For all the activity on campus, however, many people think there should be more. “I don’t think we’ve seen anywhere close to what we should see in terms of investment,” says Jason Jay, a Sloan doctoral student and a member of the Campus Energy Task Force. He points out that the facilities department identified $1 billion worth of capital renewal projects that have been postponed, many of which could have an impact on energy efficiency. And so far only $2 million has been allocated toward the $14 million worth of energy-saving projects that the Sloan group helped identify. Money is scarce, especially in the current economic climate. A quarter of that $2 million came from discretionary funds–and no discretionary funds are available this year, according to Theresa Stone.

The current approach to raising money for efficiency projects is to ask alumni and other donors. But Jay would like to see MIT seek out alternative funding as well. Even in this economy, he says, many banks, for example, are willing to provide loans for energy efficiency projects, because their results are so reliable.

Such financing could allow MIT “to get the boring stuff done, like repairing steam traps and putting in fluorescent lighting,” Jay says. “Then we can turn our attention to the interesting and exciting stuff.” He’d like to see MIT start taking technologies out of the lab and applying them on campus, both as a learning tool for students and as a source of inspiration to green architects. “It would allow MIT to be a demonstration site and a sort of beacon for the rest of the world for what energy efficiency leadership looks like,” he says.

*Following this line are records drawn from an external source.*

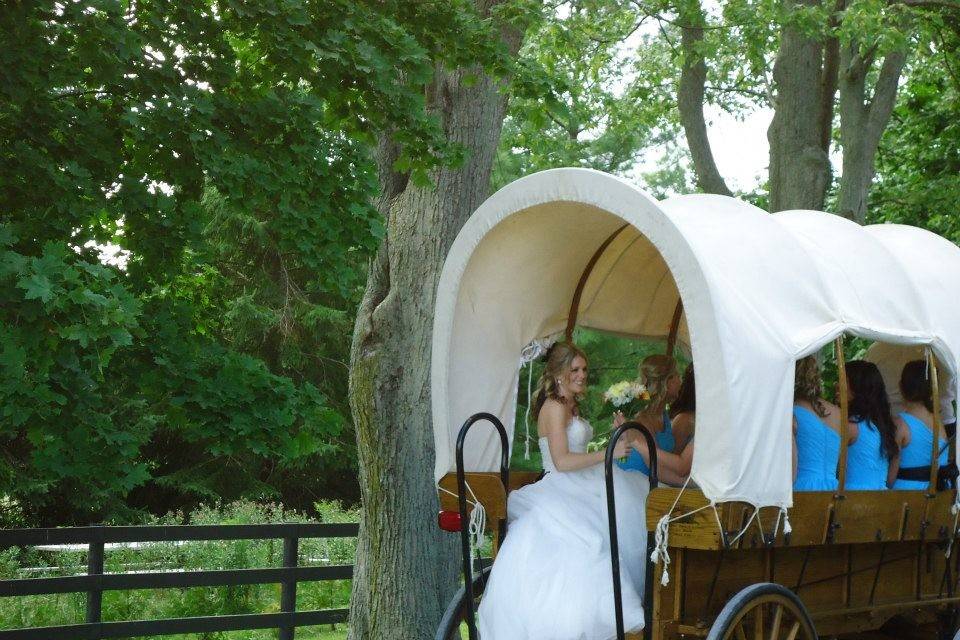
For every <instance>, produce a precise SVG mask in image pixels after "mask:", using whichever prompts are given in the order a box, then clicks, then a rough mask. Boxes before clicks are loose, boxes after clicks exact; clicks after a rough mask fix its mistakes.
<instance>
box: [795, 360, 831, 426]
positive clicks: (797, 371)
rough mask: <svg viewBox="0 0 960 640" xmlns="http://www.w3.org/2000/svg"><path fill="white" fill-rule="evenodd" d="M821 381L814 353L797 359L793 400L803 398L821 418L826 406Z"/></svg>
mask: <svg viewBox="0 0 960 640" xmlns="http://www.w3.org/2000/svg"><path fill="white" fill-rule="evenodd" d="M822 395H823V381H822V379H821V378H820V363H819V362H817V356H816V355H809V356H807V357H805V358H800V359H799V360H797V368H796V373H795V374H794V381H793V401H794V402H797V401H798V400H805V401H807V402H809V403H810V404H811V405H812V406H813V408H814V410H815V411H816V412H817V415H819V416H820V417H821V418H823V417H824V416H826V415H827V408H826V407H824V406H823V399H822V398H821V397H820V396H822Z"/></svg>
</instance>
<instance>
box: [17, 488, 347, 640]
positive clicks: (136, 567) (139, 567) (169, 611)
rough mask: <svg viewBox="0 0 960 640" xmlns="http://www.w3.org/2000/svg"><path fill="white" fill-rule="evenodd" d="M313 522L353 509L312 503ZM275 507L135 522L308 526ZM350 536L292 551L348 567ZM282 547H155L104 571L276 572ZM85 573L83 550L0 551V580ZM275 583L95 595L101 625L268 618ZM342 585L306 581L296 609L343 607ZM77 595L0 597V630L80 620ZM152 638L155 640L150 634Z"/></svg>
mask: <svg viewBox="0 0 960 640" xmlns="http://www.w3.org/2000/svg"><path fill="white" fill-rule="evenodd" d="M316 509H317V512H318V513H319V514H320V518H319V521H320V522H357V521H358V518H359V514H358V513H357V512H356V511H355V510H349V509H344V508H343V507H341V505H340V504H339V503H336V502H321V503H318V504H317V505H316ZM316 521H317V520H316V519H310V518H307V517H305V516H303V515H302V514H298V513H294V512H291V511H287V510H284V509H283V507H282V506H281V505H275V504H258V503H253V502H235V503H231V504H228V505H223V506H219V507H201V508H199V509H197V510H195V511H193V512H191V513H190V514H186V515H185V514H179V513H177V514H170V515H168V516H165V517H162V518H152V519H150V520H149V521H146V522H143V523H142V524H184V523H189V524H255V523H262V524H265V523H274V522H316ZM355 551H356V540H355V539H354V538H330V539H304V540H301V541H300V545H299V553H300V556H299V561H300V564H302V565H303V566H316V565H326V564H353V562H354V558H355ZM282 553H283V543H282V541H280V540H236V541H226V542H219V541H208V542H179V543H177V542H158V543H150V544H148V545H146V546H142V547H139V548H132V547H122V548H117V549H108V550H107V551H106V553H105V568H106V571H107V572H120V571H164V570H187V571H189V570H201V569H244V568H255V567H271V566H279V565H280V564H281V561H282ZM85 570H86V552H85V551H83V550H79V551H60V550H58V551H41V550H37V549H27V550H20V549H6V550H4V551H2V552H0V579H14V578H31V577H32V578H36V577H49V576H64V575H74V574H77V573H83V572H84V571H85ZM279 602H280V586H279V585H272V584H270V585H242V586H235V587H197V588H191V589H144V590H134V591H109V592H105V593H104V595H103V620H104V621H115V620H144V619H162V618H176V617H187V616H209V615H229V614H239V613H270V612H274V611H278V610H279ZM349 602H350V581H349V580H336V581H328V582H306V583H301V584H299V585H298V587H297V609H300V610H309V609H331V608H340V607H346V606H348V604H349ZM84 607H85V596H84V594H82V593H70V594H54V595H47V596H24V597H13V598H0V628H2V629H14V628H21V627H41V626H48V625H59V624H75V623H80V622H83V615H84ZM346 634H347V631H346V625H336V626H335V627H334V628H331V627H326V626H325V627H323V628H319V627H317V628H309V627H307V628H304V629H301V630H298V631H297V638H303V639H304V640H334V639H340V638H346ZM276 635H277V632H276V631H269V630H268V631H237V632H229V633H205V634H190V635H184V636H165V637H167V638H190V639H191V640H194V639H195V640H221V639H222V640H267V639H269V638H275V637H276ZM157 638H158V639H159V638H160V636H157Z"/></svg>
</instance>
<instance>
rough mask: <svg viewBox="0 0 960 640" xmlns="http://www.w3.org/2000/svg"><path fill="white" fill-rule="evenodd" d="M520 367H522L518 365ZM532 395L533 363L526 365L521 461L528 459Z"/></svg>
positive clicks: (532, 385)
mask: <svg viewBox="0 0 960 640" xmlns="http://www.w3.org/2000/svg"><path fill="white" fill-rule="evenodd" d="M520 366H521V367H522V366H523V365H520ZM532 395H533V361H532V360H531V361H530V362H528V363H527V410H526V411H525V412H524V414H523V428H524V430H525V431H526V435H525V436H524V438H523V459H524V460H529V459H530V400H531V396H532Z"/></svg>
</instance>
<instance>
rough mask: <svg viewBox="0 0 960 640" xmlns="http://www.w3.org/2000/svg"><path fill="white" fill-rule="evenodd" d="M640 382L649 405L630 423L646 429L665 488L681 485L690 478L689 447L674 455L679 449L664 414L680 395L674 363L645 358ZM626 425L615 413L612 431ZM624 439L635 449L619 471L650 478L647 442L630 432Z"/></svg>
mask: <svg viewBox="0 0 960 640" xmlns="http://www.w3.org/2000/svg"><path fill="white" fill-rule="evenodd" d="M640 382H642V383H643V385H644V386H645V387H646V388H647V392H648V393H649V394H650V404H649V405H647V408H646V409H644V410H642V411H640V412H639V413H638V414H637V415H635V416H633V418H632V419H633V420H635V421H637V422H639V423H640V424H642V425H643V426H644V427H646V428H647V430H648V431H649V432H650V434H651V435H652V436H653V438H654V441H655V442H656V445H657V465H658V467H657V470H658V471H659V475H660V480H661V481H663V482H666V483H667V484H674V485H677V484H683V482H684V481H685V480H686V478H687V476H688V475H689V474H690V465H691V461H692V458H693V449H692V447H690V448H689V449H690V451H684V455H683V456H679V455H675V452H676V451H679V449H678V448H677V441H676V439H675V437H674V433H673V427H672V424H671V422H670V415H669V414H668V412H667V405H668V404H669V403H671V402H673V401H674V400H676V398H677V396H678V394H679V392H680V376H679V374H678V373H677V361H676V360H674V359H673V358H672V357H671V356H667V355H652V356H647V357H646V358H644V359H643V361H642V362H641V363H640ZM625 421H626V418H625V417H624V416H623V415H622V414H620V413H619V412H618V414H617V415H616V416H614V425H613V426H614V428H616V427H618V426H619V425H621V424H623V423H624V422H625ZM624 437H627V438H630V442H631V444H632V445H633V447H634V449H633V451H631V452H630V455H629V456H628V458H627V460H626V462H624V463H622V464H620V467H621V468H623V469H627V470H634V471H640V472H641V473H644V474H647V475H649V473H650V469H649V467H648V465H649V462H650V453H649V451H648V450H647V444H646V440H644V439H643V438H642V437H641V436H640V434H639V433H637V432H636V431H630V432H628V433H627V434H626V435H625V436H624Z"/></svg>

He may soon be getting his wish, at least in part, when building space on the north side of campus is transformed into the headquarters of the MIT-Fraunhofer Center for Sustainable Energy Systems. “They’re going to renovate that building and make it a showcase for energy efficiency,” says Glicksman. The idea is to make it a proving ground for new technologies, and to demonstrate what works.

In the end, beyond saving money, that’s what all the energy efficiency projects at MIT are supposed to do.